The idea of the perfect television picture will undoubtedly vary from person to person – it’s just a matter of personal taste. Having said that, it’s easy to improve the colour, contrast and clarity of any TV display – all it takes is a few small tweaks to the settings in the background. Here’s how to get started:
Before we get going, download the test chart that’s attached to this page and save it on a USB stick. Plug the USB stick into your TV and open the image using the media player so that the chart is on-screen. For our latest Android TVs please playback the file via DVD or Blu-ray player since you cannot change picture settings using the Album app.
It’s always best to begin by adjusting the basic settings, but to do that accurately we need to turn off some of the advanced features. From the TV home screen, go to ‘Settings’* > ‘System Settings’ > ‘Eco’ and switch off the Light Sensor. Then go to ‘Settings’ > ‘Picture’ and turn off ‘Reality Creation’, ‘Smooth Gradation’ and all of the ‘Noise Reduction’ features.
*NOTE: For Android Oreo (OSV-O), the settings icon is located in the top right-hand corner.
We’d recommend keeping the ‘Backlight’ setting at around seven or eight and setting the picture mode to ‘Standard’. Once adjusted, click on ‘Advanced’ and turn everything off.
NOTE: Be sure to only access the picture settings from the TV home screen by pressing the ‘Home’ button on your remote control. If you access from the ‘Options’ button, you will only be adjusting the settings for one source instead of the whole television. Also, make sure that the target inputs are set to ‘Common’.
Calibrating your TV
Firstly, we need to check for the correct picture size. In general, TVs will enlarge the provided signal slightly which results in a picture that’s not as sharp as it could be - you might be able to notice this by looking at the resolution stripes which show a kind of moiré effect. To see the true picture size, go to ‘Settings’ > ‘Display’ > ‘Screen’, then set auto display area to ‘Off’ and display area to “Full Pixel”. Now you should see the full arrows in each corner and the moiré in the resolution field should have disappeared.
Take a look at the blackest section of the greyscale bar on the test chart, and then adjust the brightness on your TV so that the black field on the left is as black as possible. You’ve set the brightness correctly once you can still see a difference to the next field on the right. If you can’t see any difference between the two, then gradually turn the brightness up until you can
Now we need to look at the lightest part of the greyscale bar on the test chart. Begin adjusting the contrast of your TV until the field on the furthest right is white and you can still make out a difference between this and the section next to it. If you can’t see any difference then your contrast is set too high.
When a television’s sharpness is set too high, the picture starts to look unnatural and artificial. To avoid this, adjust the sharpness levels so that the lines of the cross in the test chart don’t have a bright border around them. If you can see a white border, simply lower the sharpness until it disappears.

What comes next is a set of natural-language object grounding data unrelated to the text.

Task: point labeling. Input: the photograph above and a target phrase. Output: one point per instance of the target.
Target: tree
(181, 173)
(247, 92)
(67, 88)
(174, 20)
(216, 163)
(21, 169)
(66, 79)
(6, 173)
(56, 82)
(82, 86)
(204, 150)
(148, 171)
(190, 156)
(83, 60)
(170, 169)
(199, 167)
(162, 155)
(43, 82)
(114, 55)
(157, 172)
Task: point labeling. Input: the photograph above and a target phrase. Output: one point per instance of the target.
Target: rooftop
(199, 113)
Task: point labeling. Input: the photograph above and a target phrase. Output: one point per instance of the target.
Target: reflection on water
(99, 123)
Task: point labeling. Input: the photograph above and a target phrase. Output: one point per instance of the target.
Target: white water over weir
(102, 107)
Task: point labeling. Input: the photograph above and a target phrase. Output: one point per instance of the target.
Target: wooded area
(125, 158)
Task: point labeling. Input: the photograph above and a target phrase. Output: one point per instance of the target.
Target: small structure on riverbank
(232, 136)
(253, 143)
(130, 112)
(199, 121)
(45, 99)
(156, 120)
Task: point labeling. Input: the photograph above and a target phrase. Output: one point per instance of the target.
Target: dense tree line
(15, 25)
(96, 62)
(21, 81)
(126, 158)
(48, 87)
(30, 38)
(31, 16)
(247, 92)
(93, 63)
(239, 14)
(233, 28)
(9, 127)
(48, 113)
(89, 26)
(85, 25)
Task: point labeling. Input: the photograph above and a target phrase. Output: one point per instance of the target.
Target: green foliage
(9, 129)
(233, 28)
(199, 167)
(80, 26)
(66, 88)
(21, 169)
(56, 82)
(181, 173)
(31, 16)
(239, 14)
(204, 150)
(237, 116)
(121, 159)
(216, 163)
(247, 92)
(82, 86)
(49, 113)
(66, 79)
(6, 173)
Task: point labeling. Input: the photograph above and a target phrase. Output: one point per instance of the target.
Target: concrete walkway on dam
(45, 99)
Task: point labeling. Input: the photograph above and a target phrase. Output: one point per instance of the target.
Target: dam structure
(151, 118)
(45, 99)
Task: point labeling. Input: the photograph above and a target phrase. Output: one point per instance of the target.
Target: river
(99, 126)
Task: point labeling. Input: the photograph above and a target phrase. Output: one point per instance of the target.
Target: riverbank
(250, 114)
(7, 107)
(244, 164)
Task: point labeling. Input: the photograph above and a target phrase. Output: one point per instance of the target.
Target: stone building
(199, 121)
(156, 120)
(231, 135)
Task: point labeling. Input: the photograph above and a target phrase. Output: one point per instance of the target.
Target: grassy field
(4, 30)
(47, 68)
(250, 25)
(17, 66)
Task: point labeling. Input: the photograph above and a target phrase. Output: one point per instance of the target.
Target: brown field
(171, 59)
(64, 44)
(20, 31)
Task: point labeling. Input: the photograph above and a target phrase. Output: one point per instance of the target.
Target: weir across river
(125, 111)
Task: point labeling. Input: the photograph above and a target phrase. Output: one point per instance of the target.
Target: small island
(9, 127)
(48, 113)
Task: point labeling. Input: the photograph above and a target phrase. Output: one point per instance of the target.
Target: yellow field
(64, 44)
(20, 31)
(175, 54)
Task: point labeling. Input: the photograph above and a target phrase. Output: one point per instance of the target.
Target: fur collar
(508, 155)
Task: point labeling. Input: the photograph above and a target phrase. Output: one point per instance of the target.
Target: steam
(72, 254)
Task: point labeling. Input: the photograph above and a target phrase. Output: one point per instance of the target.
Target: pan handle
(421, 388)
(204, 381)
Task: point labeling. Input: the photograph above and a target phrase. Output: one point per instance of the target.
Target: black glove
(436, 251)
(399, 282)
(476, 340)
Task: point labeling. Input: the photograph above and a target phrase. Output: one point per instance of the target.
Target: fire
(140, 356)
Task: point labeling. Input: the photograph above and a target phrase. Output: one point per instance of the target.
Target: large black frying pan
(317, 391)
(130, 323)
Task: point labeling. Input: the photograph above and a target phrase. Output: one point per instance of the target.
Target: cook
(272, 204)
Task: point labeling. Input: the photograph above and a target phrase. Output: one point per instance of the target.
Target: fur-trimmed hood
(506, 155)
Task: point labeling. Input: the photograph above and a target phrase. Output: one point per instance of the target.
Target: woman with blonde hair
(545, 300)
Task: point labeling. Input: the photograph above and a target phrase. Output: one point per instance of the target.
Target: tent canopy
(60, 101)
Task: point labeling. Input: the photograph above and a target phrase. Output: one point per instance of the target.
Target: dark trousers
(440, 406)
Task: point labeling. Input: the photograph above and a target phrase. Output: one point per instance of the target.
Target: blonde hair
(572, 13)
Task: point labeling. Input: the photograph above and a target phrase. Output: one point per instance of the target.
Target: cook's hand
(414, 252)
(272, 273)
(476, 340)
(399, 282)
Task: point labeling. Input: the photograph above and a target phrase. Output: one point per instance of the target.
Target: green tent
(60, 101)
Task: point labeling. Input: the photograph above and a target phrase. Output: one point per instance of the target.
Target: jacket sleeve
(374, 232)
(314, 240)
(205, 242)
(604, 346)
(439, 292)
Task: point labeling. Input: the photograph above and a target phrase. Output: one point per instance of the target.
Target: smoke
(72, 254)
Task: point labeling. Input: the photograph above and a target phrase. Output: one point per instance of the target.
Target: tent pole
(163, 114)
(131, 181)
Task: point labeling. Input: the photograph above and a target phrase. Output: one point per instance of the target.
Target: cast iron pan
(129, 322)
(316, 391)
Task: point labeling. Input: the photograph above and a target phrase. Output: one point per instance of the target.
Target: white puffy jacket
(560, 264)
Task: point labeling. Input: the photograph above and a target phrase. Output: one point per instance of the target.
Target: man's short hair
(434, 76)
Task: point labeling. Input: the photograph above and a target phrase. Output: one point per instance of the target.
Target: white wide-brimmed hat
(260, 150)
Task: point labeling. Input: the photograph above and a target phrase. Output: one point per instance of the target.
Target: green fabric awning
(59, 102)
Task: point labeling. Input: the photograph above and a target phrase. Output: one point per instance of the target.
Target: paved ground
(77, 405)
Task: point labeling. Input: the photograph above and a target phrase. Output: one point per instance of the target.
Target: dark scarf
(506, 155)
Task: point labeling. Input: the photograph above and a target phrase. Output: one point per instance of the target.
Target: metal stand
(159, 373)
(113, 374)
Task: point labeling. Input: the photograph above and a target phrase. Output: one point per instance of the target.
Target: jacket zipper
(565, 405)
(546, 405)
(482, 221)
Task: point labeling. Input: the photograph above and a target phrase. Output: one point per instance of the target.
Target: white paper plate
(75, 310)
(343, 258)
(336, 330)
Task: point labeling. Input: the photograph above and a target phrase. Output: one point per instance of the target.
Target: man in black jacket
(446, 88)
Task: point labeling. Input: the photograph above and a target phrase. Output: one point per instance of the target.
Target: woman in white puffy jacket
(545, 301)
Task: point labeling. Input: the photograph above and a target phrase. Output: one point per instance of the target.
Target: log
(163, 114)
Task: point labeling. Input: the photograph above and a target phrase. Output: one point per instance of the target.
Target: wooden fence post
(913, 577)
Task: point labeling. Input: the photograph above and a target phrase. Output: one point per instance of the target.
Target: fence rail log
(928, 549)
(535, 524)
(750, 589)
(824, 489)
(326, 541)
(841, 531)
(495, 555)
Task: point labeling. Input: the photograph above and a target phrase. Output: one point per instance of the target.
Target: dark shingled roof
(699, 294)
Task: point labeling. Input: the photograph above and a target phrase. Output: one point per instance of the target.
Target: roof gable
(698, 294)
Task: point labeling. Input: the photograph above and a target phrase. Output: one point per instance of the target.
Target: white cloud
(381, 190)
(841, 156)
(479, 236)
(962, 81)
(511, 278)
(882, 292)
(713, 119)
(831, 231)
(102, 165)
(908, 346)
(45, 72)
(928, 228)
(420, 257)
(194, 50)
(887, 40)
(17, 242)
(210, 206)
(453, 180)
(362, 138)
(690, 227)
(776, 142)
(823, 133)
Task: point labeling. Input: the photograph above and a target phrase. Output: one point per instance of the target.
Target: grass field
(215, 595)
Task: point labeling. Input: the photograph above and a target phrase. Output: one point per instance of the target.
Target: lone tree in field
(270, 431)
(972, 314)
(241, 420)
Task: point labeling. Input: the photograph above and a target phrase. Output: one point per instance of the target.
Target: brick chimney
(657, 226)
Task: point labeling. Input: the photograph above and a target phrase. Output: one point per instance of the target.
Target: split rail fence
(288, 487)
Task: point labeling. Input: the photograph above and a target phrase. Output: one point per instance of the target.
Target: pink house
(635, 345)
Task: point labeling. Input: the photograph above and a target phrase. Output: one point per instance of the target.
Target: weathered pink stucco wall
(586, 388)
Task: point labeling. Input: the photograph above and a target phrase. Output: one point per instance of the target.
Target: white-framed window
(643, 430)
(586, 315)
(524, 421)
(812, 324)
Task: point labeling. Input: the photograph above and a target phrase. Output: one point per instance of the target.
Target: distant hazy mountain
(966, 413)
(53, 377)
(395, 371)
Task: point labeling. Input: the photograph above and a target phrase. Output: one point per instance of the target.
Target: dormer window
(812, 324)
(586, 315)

Adjusting Colour Saturation
Adjust the colour saturation to a level that allows you to notice a difference between all the colour gradations on the test chart. Be sure to pay particular attention to the centre part of the colour scale and the image in the middle of the test chart to ensure that skin tones look natural.
Now that all of the basic settings on the TV have been optimised, you should already be able to notice the difference it makes. But before you put down that remote control, it’s worth going back to the advanced settings and turning on the ones that will provide that extra bit of detail. Our recommendations are:
- ‘Reality Creation’ > ‘On’. This will enhance the quality of your images by restoring lost details.
- ‘Smooth Gradation’ > ‘Medium’. This further improves colour gradations of all sources and is very efficient on highly compressed signals. You will notice the difference in the various gradations of a blue sky for example.
- If you only use digital sources, we recommend keeping all noise reduction settings switched off.
All other settings - including colour temperature and black corrector in the advanced settings - can be adjusted to your own personal taste. Take some time to experiment with each of them and see what you think.
Optimising settings for various sources
One of the easiest ways to quickly improve overall picture quality is to select the scene that matches your content source. For example, if you’ve connected a PlayStation 4 into one of the HDMI ports, you should select ‘Game’ from the scene selection menu, or if you’ve connected a PC then you should go for ‘Graphics’. From here you can fine-tune the settings to your own preference – just be sure to adjust by using the ‘Options’ button on your remote so that it only applies to that particular source.
Now that all of the picture settings are optimised on your TV you should see a real improvement – even if you thought your picture looked great to begin with! All that’s left to do now is sit back, relax and enjoy the best quality picture possible.